The Populist Problem
As a current member of the county council, Constantine spent a lot of the primary touting his record in King County government. The problem: Hutchison's trying to lead a populist insurgency against King County government. "Can we trust our future to the same politician who helped create the mess we're in?" she asks.
She wants to paint Constantine as the incumbent—to make people think he's basically been King County executive for the last three terms—and he needs to be retired because, well, look at this mess! But Constantine can't run away from his record. He's done some great things on the council—such as sponsoring a bill, which passed in June, to protect whistle blowers who reveal waste in the county government—that people need to know about. He should emphasize his long record. All of it. He's been in the state legislature, a body that's not thought of as having a soft spot for the elites in Seattle.
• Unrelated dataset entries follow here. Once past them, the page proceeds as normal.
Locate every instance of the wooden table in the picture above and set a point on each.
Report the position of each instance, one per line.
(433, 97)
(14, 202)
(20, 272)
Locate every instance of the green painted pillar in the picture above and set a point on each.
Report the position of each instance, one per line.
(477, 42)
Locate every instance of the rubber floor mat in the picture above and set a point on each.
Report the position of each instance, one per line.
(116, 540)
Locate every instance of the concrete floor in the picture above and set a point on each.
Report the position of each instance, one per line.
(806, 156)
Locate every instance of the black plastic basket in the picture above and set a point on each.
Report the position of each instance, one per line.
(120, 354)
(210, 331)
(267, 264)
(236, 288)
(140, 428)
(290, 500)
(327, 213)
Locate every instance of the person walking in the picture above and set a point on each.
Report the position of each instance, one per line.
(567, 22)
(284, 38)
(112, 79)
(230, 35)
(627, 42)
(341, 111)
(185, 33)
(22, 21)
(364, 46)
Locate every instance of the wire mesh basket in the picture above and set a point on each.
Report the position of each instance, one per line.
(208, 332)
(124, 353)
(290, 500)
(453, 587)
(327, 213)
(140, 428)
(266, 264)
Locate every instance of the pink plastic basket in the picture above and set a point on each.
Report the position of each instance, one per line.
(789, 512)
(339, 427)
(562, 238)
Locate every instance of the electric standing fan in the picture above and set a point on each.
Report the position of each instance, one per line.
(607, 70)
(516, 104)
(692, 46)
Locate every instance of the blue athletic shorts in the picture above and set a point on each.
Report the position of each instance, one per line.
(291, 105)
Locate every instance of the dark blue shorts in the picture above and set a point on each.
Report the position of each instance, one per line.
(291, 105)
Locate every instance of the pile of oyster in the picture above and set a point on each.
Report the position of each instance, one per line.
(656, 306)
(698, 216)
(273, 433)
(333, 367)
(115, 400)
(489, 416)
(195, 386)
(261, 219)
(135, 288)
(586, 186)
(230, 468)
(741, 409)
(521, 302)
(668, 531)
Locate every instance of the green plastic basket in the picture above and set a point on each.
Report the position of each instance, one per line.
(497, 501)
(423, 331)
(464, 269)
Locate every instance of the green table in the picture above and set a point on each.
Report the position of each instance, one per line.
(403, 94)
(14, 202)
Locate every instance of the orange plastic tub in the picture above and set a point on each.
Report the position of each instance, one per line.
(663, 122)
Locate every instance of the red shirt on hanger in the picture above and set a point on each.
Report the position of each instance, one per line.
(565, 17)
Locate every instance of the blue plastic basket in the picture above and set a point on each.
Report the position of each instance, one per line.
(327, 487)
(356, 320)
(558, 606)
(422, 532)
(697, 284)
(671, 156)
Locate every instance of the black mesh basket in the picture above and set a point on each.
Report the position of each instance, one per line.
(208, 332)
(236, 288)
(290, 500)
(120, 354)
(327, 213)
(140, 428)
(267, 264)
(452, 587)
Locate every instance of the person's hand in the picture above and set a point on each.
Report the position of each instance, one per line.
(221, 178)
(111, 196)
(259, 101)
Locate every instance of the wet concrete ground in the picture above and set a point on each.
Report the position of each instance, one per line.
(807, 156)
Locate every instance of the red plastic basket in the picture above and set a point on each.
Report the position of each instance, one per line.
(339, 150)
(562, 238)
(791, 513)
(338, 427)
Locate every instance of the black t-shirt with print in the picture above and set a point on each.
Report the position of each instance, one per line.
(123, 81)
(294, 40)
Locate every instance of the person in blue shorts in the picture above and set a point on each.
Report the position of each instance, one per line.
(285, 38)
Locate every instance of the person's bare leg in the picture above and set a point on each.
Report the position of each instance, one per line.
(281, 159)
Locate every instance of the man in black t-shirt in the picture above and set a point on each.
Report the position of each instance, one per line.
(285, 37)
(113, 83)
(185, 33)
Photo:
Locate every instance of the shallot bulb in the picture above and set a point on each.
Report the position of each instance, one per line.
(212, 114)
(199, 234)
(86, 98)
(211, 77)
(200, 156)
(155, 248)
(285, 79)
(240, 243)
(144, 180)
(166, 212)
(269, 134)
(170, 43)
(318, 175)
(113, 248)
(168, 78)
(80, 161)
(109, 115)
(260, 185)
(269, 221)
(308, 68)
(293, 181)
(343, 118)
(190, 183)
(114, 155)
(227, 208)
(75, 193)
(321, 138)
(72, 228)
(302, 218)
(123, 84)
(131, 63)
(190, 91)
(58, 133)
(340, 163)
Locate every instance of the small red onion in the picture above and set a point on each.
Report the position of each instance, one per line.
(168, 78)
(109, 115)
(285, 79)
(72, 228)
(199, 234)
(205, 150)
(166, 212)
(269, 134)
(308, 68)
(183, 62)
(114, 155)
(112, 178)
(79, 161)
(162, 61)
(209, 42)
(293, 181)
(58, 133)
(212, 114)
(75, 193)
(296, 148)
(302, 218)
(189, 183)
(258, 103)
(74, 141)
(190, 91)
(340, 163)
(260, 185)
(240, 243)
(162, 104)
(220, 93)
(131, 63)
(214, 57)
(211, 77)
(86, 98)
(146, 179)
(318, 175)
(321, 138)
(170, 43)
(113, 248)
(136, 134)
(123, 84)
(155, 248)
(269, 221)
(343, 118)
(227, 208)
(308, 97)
And unlike Hutchison, Constantine has actually been a populist, rallying communities to protect their land and using his law degree to fight on their behalf. (Okay, fighting for neighborhood parks and against construction of an oil port on Port Susan Bay, but see how it sounds so much more populist when you say "rallying communities to protect their land"?) Also, he should keep talking about the need to change a county government "that has become too bureaucratic and is no longer able to provide the critical services expected by King County residents." In politics, if you're good, you can be a bunch of things at once: successful county council incumbent, strident critic of the county's failings (which of course you tried to fix while on the council, but now need to be in the executive's seat to really solve), and, above all, Man of the People!
The Even Bigger Problem That Solving All These Problems Solves
It's not just that Constantine needs to demolish Hutchison at the polls in order to keep the King County executive's seat in Democratic hands. He also needs to prevent Hutchison from actually becoming the next Sarah Palin. If Hutchison wins this race, comes close, or even just turns in a respectable showing for a political novice, she will have what she now lacks: a political trial by fire that gives her legitimacy and experience the next time she runs. Imagine if Palin had never won that race to become mayor of Wasilla. Focus on the image of an America that had never let Palin leap into big-league politics, and it's easy to see how important it is that Constantine not just win this fall, but win big, overwhelmingly, as if bouncing Hutchison out of the race was no problem at all.